Profit slides as Beazley eyes Bermuda amid Zurich £8bn takeover
One of the UK’s biggest listed insurance firms suffered a slide in profit as the company prepares to be acquired by Swiss giant Zurich.
FTSE 100 insurer Beazley posted pre-tax profit of $1.14bn (£870m) for the year to end December 2025, a fall of around a fifth compared to the previous year amid a softening in the insurance market and a rise in global volatility.
The Lloyd’s of London underwriter, a pioneer in the cyber insurance market, has made a deliberate pullback in the competitive US cyber market as “the cyber threat environment became ever more dangerous”.
However, the US cyber market, which accounts for 9 per cent of its portfolio, is believed to be operating at a loss. With average renewal prices decreasing on the other side of the Atlantic, the board stated it was “holding firm on rate and terms and conditions and not following the market down”.
The insurer is now focused on “acting decisively in areas of structural opportunity” as it prepares to pivot into Bermuda, aiming to reach $400m in written premiums by 2030.
Bermuda is the world leader in insurance-linked securities (ILS) and is also one of the leading jurisdictions for captive insurance.
Beazley’s multi-strand strategy covers alternative risk transfer for large corporates and captives, specialty reinsurance, including mortgage indemnity, selected specialty insurance classes, property reinsurance, and cyber ILS.
Going into 2026, the board also revealed it will bring “expert teams together to help businesses meet the trillion-dollar opportunity that the energy transition offers”.
Chief executive Adrian Cox said: “As we start 2026, we continue to see a similar pattern of competitive insurance pricing and global instability.
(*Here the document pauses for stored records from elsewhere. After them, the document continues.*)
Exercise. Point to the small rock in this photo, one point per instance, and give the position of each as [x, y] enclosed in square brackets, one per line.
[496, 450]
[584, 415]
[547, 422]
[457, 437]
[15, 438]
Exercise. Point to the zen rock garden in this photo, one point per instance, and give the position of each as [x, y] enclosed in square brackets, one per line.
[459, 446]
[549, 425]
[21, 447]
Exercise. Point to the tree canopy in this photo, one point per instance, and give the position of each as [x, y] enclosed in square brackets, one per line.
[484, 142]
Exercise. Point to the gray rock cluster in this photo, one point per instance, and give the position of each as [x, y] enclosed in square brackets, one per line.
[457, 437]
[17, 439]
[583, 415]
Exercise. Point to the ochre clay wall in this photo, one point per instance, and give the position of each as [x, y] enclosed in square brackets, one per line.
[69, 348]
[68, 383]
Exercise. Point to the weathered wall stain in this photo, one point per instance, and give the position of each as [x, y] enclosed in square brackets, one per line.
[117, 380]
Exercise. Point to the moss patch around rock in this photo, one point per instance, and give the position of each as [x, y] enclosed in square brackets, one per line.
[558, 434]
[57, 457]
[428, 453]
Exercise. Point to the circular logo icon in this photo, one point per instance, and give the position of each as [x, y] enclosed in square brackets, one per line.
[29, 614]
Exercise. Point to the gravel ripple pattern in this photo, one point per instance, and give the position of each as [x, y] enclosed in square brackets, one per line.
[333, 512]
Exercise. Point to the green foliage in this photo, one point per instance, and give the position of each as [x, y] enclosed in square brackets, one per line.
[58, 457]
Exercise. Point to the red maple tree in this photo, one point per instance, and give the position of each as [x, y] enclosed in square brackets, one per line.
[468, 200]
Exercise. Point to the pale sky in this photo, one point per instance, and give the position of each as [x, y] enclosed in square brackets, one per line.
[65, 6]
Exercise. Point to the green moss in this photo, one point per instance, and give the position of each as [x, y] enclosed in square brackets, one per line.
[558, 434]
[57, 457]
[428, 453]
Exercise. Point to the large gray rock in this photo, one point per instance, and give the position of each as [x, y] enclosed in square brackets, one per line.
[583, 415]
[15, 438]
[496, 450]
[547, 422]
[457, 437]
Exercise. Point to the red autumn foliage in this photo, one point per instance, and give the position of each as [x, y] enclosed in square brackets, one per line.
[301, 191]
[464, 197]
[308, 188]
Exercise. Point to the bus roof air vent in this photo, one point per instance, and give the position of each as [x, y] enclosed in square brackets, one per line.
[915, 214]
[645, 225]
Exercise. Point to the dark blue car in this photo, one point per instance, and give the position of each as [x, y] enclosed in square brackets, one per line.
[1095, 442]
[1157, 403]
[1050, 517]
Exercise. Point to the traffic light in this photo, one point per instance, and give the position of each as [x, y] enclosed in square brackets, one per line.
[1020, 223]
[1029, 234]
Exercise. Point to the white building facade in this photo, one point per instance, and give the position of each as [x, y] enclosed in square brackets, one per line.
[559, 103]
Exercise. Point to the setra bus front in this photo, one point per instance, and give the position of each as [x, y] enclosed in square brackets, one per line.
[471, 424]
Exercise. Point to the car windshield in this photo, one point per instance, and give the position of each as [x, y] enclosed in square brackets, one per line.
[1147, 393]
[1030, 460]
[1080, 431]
“In this environment, we remain resolutely focused on profitable underwriting and innovating into growth opportunities, particularly with our new Bermuda entity and insurance solutions for the energy transition.”
Zurich’s £8bn takeover
At the start of the week, Beazley agreed to accept Zurich Insurance’s deal.
Under the terms of the deal, Beazley shareholders will be entitled to receive a total of 1,335p per Beazley share, which puts the cost of the deal at around $10.9bn (£8.14bn).
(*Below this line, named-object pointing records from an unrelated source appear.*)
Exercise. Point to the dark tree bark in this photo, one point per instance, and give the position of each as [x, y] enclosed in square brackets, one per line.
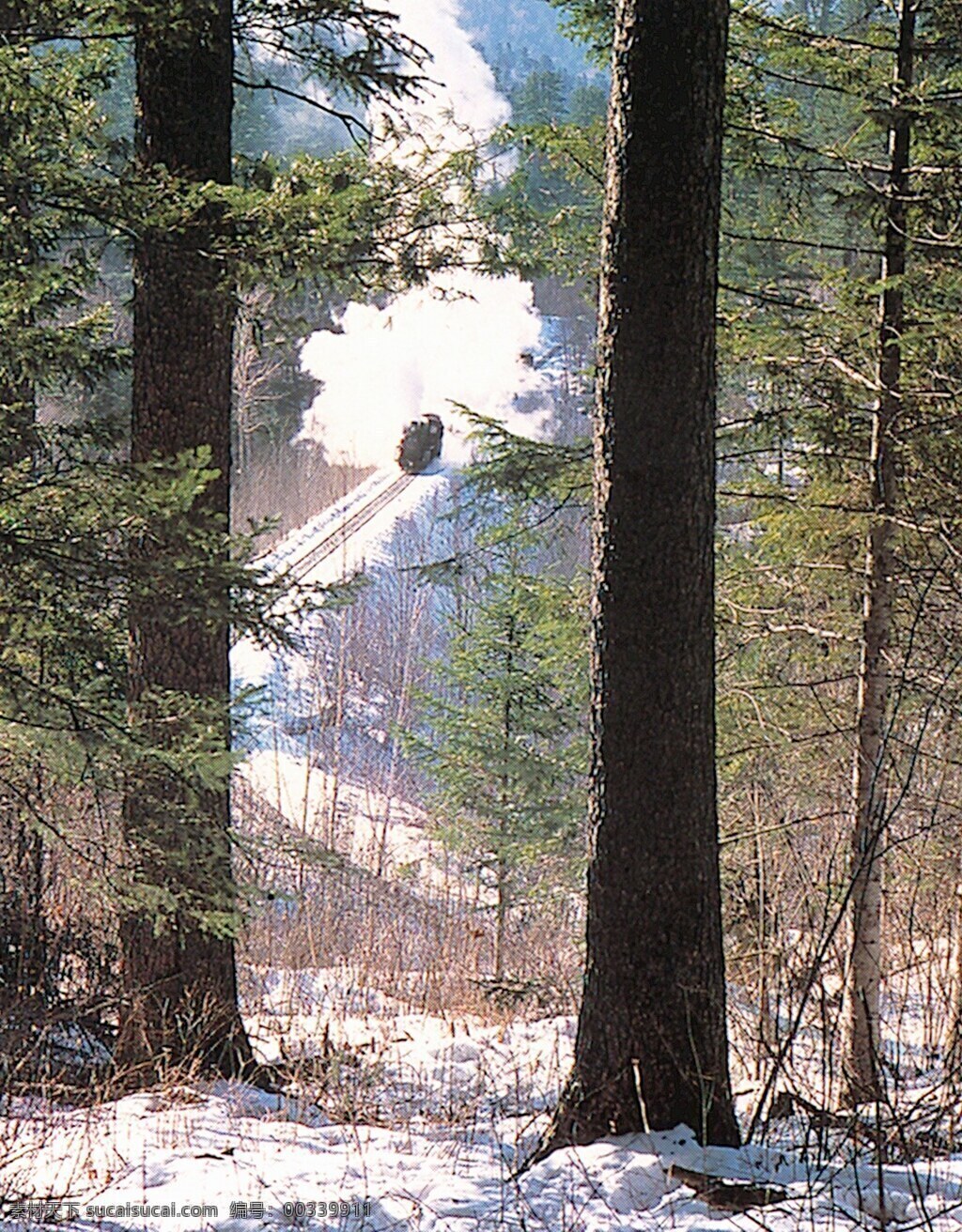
[180, 981]
[651, 1041]
[862, 1042]
[18, 408]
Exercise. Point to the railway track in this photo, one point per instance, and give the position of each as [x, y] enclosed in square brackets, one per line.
[338, 537]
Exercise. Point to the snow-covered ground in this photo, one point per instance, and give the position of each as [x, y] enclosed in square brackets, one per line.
[442, 1113]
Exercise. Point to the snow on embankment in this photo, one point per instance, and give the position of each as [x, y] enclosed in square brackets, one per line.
[225, 1156]
[367, 549]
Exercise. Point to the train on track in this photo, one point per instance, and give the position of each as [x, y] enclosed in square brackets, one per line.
[420, 443]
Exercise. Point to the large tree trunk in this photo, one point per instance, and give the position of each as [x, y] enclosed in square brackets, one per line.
[179, 978]
[651, 1041]
[861, 1069]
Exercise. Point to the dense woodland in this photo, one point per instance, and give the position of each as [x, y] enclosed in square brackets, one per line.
[694, 646]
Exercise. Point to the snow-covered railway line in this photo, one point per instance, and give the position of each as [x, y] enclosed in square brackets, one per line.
[335, 539]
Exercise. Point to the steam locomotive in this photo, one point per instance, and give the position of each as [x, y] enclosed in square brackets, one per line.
[420, 443]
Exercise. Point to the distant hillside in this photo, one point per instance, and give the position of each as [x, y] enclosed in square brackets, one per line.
[524, 31]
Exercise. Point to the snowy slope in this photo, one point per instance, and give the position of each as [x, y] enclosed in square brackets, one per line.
[446, 1110]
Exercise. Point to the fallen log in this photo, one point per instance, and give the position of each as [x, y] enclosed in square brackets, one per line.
[725, 1194]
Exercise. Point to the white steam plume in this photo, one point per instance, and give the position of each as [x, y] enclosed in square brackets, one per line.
[458, 340]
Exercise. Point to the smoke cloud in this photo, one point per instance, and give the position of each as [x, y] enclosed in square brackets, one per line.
[458, 340]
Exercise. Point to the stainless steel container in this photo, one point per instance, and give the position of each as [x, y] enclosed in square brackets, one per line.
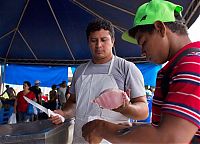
[37, 132]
This deal followed two previous rejections in January. Zurich had valued the FTSE 100 group at about £7.7bn, but Beazley rejected the offer, saying the board considered it “materially undervalues” the firm’s future prospects.
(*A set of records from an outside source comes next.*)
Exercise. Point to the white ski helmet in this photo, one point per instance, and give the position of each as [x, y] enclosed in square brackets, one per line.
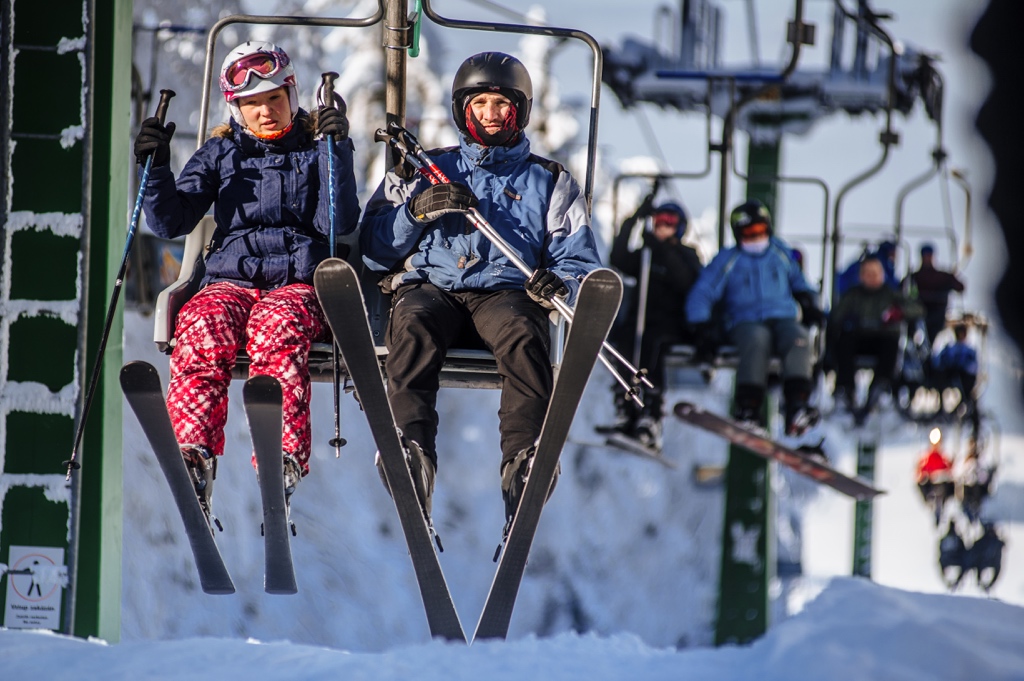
[253, 68]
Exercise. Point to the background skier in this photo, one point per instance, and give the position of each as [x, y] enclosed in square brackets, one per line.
[763, 294]
[674, 268]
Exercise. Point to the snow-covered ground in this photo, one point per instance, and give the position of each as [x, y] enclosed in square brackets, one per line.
[854, 631]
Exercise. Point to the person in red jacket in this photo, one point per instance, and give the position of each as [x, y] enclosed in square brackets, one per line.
[935, 475]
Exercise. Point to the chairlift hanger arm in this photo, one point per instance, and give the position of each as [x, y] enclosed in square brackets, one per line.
[888, 136]
[728, 124]
[211, 45]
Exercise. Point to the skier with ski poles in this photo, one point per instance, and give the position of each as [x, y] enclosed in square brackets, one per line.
[449, 279]
[265, 172]
[671, 269]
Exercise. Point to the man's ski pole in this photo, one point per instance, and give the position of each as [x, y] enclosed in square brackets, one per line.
[72, 464]
[411, 150]
[327, 93]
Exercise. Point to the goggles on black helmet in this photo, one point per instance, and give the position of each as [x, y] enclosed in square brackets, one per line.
[262, 65]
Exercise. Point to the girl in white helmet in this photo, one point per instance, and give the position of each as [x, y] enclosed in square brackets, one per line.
[265, 175]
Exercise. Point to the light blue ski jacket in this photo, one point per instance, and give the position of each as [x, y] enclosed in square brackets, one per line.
[752, 288]
[535, 204]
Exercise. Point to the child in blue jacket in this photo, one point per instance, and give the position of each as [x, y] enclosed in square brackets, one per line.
[763, 293]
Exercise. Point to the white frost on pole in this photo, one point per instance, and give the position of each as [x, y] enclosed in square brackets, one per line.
[37, 398]
[62, 224]
[744, 545]
[71, 135]
[66, 45]
[55, 488]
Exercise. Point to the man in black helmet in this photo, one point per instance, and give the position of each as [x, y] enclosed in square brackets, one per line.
[673, 269]
[764, 299]
[450, 282]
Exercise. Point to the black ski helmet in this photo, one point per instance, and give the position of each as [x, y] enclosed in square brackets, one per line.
[749, 213]
[493, 72]
[676, 209]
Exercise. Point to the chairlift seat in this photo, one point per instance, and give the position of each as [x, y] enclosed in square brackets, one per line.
[464, 368]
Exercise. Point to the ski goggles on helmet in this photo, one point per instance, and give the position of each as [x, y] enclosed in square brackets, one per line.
[754, 230]
[262, 65]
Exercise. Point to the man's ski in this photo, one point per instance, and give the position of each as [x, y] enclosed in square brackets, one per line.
[751, 437]
[597, 304]
[140, 383]
[262, 399]
[338, 290]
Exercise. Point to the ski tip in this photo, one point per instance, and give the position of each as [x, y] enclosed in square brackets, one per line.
[137, 373]
[282, 591]
[219, 589]
[330, 266]
[685, 409]
[261, 387]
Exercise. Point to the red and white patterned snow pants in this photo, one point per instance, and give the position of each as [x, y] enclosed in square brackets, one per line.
[276, 328]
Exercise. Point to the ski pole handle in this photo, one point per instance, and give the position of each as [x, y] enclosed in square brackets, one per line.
[399, 146]
[72, 463]
[414, 143]
[327, 89]
[165, 100]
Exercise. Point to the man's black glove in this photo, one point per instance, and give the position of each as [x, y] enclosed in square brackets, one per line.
[544, 284]
[705, 342]
[441, 199]
[332, 121]
[812, 314]
[154, 137]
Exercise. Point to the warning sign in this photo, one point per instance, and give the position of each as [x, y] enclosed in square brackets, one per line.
[36, 577]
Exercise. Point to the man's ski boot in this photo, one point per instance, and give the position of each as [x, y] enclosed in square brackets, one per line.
[202, 466]
[423, 468]
[648, 432]
[293, 473]
[514, 475]
[800, 416]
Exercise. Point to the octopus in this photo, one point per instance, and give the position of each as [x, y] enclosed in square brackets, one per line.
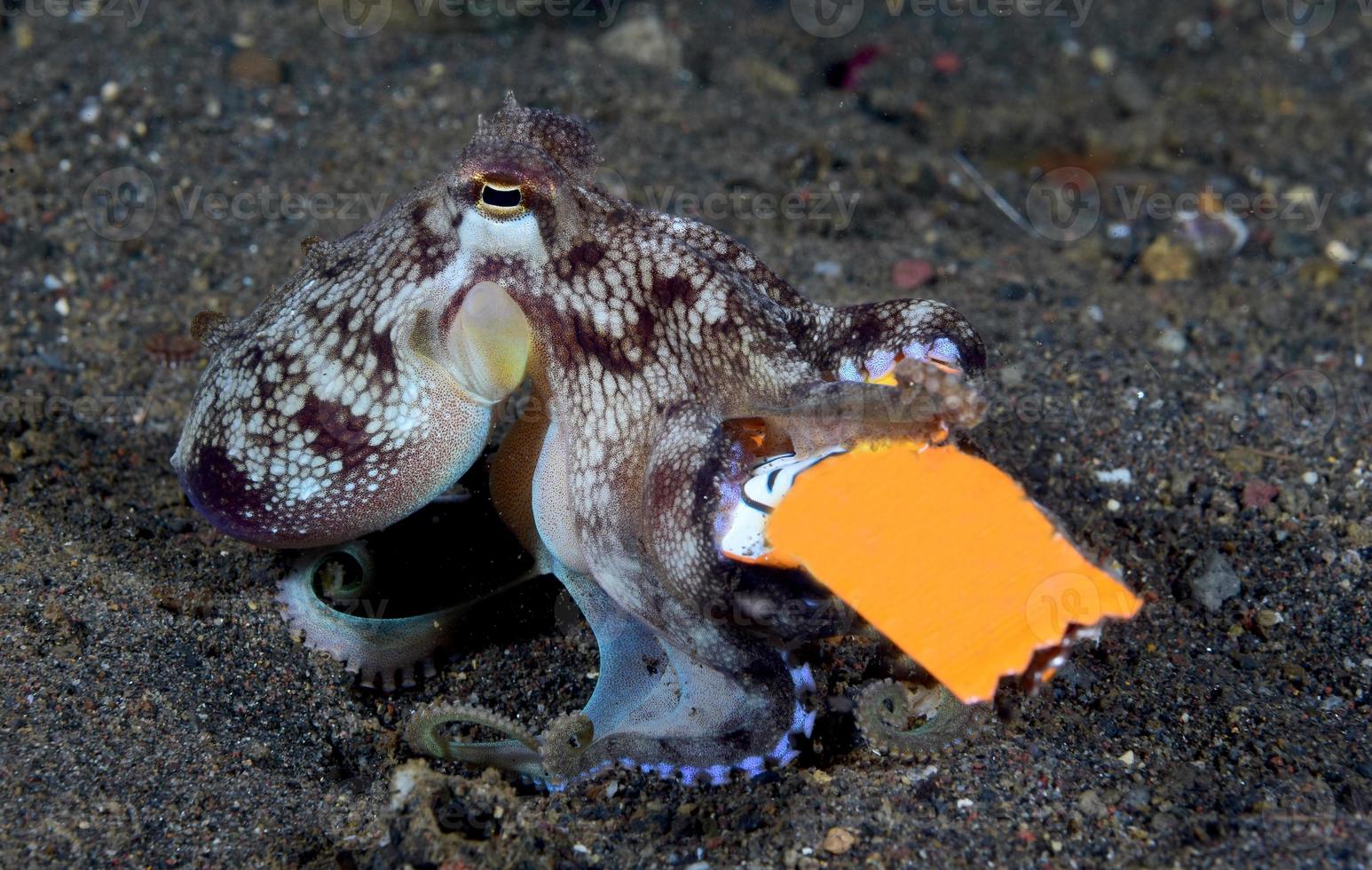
[665, 364]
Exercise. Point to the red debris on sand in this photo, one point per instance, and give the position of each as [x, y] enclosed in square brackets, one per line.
[846, 73]
[1258, 494]
[911, 273]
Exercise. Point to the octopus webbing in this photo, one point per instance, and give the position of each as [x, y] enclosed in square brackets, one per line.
[666, 362]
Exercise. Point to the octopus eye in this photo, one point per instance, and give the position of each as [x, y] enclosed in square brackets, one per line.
[501, 201]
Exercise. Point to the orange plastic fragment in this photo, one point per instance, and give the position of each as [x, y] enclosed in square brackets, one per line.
[947, 556]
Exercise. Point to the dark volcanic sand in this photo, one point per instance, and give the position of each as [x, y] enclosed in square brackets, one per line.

On Monday, the Swiss insurer said the Beazley takeover is key to its strategy to become the global leader in speciality insurance. It said it will combine the speciality business, which will be headquartered in London, while leveraging Beazley’s dominant presence at Lloyd’s.
However, unlike other insurance industry mergers, Zurich has committed to maintaining the Beazley brand and will retain its leadership team and talent for the combined business.
Erin Sims, financial services senior analyst at RSM UK, said, “This purchase gives Zurich an expansive footprint in Lloyd’s market…. it will be interesting to see whether Beazley continues business as usual or pivots into other lines under Zurich direction.”